I have been analyzing the Seoul Bike Sharing Demand dataset, which is available at Seoul Bike Sharing Demand . During my analysis, I found the need to use a resampling method. To accomplish this, I loaded the dataset into a Pandas DataFrame, which I named df.
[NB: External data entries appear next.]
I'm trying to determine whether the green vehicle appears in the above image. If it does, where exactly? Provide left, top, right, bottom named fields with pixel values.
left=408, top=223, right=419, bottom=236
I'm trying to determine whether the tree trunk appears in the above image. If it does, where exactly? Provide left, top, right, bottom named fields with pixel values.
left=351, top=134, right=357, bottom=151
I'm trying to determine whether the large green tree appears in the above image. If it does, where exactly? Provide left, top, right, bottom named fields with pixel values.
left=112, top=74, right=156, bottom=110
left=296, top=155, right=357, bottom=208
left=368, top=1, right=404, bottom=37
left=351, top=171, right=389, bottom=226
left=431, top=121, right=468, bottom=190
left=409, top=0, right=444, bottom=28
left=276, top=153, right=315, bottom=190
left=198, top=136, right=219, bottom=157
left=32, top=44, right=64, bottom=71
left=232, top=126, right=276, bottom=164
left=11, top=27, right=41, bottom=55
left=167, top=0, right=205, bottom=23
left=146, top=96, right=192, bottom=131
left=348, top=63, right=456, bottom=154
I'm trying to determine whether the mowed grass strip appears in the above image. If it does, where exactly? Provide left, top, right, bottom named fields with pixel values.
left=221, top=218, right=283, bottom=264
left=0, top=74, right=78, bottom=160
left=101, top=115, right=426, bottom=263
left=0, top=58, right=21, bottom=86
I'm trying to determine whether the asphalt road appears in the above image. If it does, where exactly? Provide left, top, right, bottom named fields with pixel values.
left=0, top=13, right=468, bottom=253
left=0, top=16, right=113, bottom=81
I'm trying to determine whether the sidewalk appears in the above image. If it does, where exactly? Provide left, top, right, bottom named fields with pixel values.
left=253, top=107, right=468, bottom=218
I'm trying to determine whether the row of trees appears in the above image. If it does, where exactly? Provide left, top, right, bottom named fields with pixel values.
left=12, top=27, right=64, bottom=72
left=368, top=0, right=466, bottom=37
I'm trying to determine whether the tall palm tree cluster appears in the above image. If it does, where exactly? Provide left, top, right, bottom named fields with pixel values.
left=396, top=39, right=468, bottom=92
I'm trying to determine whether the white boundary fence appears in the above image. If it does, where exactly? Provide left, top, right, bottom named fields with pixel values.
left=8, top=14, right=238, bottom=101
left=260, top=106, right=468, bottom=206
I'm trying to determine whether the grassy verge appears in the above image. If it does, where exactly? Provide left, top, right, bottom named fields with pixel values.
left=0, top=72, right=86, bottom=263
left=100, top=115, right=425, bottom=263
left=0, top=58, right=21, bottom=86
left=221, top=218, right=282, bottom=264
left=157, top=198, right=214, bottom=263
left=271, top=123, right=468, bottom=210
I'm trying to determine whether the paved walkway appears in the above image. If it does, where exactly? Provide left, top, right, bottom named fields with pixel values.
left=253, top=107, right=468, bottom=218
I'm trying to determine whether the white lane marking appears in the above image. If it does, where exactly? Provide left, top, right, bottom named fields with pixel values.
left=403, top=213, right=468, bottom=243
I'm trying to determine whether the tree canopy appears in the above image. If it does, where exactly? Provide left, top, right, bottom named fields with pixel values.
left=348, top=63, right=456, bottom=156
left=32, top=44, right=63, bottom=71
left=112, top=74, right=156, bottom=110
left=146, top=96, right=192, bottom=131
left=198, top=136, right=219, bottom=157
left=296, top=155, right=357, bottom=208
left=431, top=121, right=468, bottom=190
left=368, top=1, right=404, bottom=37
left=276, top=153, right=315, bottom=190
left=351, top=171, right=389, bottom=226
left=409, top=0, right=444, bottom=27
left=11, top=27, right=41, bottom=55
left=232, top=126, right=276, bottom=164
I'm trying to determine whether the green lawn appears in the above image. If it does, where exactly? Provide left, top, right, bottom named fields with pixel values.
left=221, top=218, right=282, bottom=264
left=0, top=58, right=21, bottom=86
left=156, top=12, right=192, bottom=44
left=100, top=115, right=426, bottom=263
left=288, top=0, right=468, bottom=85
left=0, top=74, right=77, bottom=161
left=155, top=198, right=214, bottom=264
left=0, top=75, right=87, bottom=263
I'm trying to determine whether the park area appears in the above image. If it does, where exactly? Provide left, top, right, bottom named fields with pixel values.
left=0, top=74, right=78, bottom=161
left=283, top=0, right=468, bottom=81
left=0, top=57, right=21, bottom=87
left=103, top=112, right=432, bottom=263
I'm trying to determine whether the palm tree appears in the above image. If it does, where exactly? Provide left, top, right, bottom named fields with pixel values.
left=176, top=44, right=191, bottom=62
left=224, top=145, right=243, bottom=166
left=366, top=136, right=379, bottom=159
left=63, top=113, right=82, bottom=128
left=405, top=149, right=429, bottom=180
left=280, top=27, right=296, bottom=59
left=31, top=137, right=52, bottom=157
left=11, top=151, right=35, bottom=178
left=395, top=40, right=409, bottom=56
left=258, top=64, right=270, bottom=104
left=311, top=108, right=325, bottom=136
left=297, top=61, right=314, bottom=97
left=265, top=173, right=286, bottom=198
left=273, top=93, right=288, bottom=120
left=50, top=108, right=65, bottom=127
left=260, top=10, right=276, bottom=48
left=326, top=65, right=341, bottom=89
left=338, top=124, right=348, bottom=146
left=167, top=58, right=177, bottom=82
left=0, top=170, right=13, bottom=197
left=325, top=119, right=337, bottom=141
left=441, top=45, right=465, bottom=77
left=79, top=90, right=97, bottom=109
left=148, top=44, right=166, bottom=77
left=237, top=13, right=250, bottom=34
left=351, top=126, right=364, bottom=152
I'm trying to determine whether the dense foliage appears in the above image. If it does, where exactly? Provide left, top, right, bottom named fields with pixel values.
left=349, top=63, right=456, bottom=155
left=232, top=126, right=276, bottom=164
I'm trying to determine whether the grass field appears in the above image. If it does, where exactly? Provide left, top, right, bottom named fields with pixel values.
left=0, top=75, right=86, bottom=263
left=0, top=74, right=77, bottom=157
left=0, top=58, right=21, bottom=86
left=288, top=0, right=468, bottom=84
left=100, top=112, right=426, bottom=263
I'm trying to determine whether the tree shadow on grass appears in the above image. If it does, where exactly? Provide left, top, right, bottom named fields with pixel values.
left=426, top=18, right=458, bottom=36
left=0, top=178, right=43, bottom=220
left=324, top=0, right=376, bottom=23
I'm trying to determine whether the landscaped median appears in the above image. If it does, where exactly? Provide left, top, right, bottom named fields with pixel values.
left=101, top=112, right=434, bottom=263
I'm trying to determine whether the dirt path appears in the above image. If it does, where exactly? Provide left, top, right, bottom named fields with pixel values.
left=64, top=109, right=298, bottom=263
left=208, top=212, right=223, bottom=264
Then, I applied the desired resampling method using the following code snippet:
label_encoders = {}
categorical_columns = list()
for column in df.columns:
if df.dtypes[column] in [np.int64, np.float64]:
pass
else:
if column != 'Date':
categorical_columns.append(column)
Label_encoder = LabelEncoder()
label_encoders[column] = Label_encoder
numerical_column = Label_encoder.fit_transform(df[column])
df[column] = numerical_column
ndf = df.copy()
ndf.set_index('Date', inplace = True)
I want to draw a correlation between Holidays and Rented Bike count.
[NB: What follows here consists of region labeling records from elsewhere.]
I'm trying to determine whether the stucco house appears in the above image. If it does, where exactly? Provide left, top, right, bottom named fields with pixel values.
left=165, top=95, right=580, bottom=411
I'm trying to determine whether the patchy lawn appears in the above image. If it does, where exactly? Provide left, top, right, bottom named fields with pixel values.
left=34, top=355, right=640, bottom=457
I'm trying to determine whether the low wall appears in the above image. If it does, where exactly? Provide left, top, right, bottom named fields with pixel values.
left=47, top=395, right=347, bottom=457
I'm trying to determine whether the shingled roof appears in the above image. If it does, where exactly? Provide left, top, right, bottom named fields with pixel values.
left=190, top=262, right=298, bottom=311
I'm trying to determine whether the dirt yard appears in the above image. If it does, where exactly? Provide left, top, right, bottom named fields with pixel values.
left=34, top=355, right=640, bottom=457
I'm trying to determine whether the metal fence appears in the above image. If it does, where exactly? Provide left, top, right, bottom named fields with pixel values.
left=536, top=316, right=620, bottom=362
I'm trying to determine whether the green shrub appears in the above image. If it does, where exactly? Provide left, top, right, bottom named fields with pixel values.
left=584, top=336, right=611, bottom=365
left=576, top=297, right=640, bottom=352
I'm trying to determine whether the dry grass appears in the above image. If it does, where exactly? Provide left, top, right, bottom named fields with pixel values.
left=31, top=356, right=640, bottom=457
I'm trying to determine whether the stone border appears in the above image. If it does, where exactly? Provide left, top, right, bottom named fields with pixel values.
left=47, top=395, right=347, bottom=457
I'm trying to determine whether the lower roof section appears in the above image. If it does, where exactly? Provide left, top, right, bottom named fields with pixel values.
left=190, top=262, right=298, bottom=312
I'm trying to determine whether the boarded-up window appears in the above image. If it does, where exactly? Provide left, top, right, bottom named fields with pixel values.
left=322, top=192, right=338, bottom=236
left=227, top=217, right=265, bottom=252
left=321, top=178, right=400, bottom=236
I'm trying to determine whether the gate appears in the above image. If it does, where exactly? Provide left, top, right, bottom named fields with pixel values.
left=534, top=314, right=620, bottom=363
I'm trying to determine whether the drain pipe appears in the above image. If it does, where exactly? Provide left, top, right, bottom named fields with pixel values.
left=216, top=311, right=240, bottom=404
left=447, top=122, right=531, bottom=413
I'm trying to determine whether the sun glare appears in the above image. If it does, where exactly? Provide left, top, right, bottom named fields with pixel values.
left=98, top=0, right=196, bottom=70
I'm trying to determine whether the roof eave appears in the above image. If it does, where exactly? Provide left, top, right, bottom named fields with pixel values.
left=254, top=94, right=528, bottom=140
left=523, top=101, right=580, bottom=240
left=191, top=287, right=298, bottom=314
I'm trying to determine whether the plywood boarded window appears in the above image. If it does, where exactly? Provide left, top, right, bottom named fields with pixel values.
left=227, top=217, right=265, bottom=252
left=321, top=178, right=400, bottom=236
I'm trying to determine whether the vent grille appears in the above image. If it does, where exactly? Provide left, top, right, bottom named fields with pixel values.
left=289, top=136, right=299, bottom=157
Holiday = ndf[ndf['Holiday'] == 0].resample('D')['Rented Bike Count'].sum()
But I expected that it does not include days that are not holiday which in this case , their Holiday column should not be 1(0 -> Holiday, 1 -> Not Holiday) . But when I run this code, the result is something like this:
Date
2017-12-22 7184
2017-12-23 0
2017-12-24 2014
2017-12-25 3966
2017-12-26 0
...
2018-10-05 0
2018-10-06 0
2018-10-07 0
2018-10-08 0
2018-10-09 0
Freq: D, Name: Rented Bike Count, Length: 292, dtype: int64
For example 2017-12-23 is not Holiday but is included in the result and other days like
2018-10-05. But if I run the code with a minor change for non-holiday days it seems to work fine
Holiday = ndf[ndf['Holiday'] == 1].resample('D')['Rented Bike Count'].sum()
And it as expected does not included the holiday days in the processing . I mean why this problem pops up? What am I doing wrong in this case? Thanks in advance
I mean why this problem pops up? What am I doing wrong in this case?
It's not a problem and you're not doing anything wrong :-)
When you resample a time series, you aggregate values for a same time slice. In your case, you convert an hourly TS to a daily TS and compute the sum of Rented Bike Count
. As you filter your dataframe to keep only holidays, you expected to have only 18 days (432 records where holidays=0 / 24 hours)
You're right but remember, you use resample
so Pandas will return a DatetimeIndex
with a freq=D
from the first date (first holiday) to the last date (last holiday). So in your case all days between 2017-12-22 and 2018-09-25 (278 days):
m = ndf['Holiday'] == 0
start = ndf[m].index.min()
end = ndf[m].index.max()
# Output
>>> m.sum() / 24
18.0
>>> start
Timestamp('2017-12-22 00:00:00') # the first holiday
>>> end
Timestamp('2018-09-25 00:00:00') # the last holiday
>>> end - start + pd.Timedelta(days=1) # not inclusive, add 1 day
Timedelta('278 days 00:00:00')
The output of your code is:
>>> ndf[ndf['Holiday'] == 0].resample('D')['Rented Bike Count'].sum()
Date
2017-12-22 7184 # first holiday
2017-12-23 0
2017-12-24 2014
2017-12-25 3966
2017-12-26 0
...
2018-09-21 0
2018-09-22 0
2018-09-23 20060
2018-09-24 17259
2018-09-25 23350 # last holiday
Freq: D, Name: Rented Bike Count, Length: 278, dtype: int64
# ^-- daily freq ^-- number of days
To get only holidays, you have to use the boolean mask m
:
>>> ndf[ndf['Holiday'] == 0].resample('D')['Rented Bike Count'].sum()[m[m].index.unique()]
Date
2017-12-22 7184
2017-12-24 2014
2017-12-25 3966
2017-12-31 3423
2018-01-01 4290
2018-02-15 3484
2018-02-16 2593
2018-02-17 3118
2018-01-03 5132
2018-01-05 26820
2018-05-22 13790
2018-06-06 30498
2018-08-15 18565
2018-09-23 20060
2018-09-24 17259
2018-09-25 23350
2018-03-10 30349
2018-09-10 0
Name: Rented Bike Count, dtype: int64
Note: you should sort your dataframe by index (Date) to better understanding.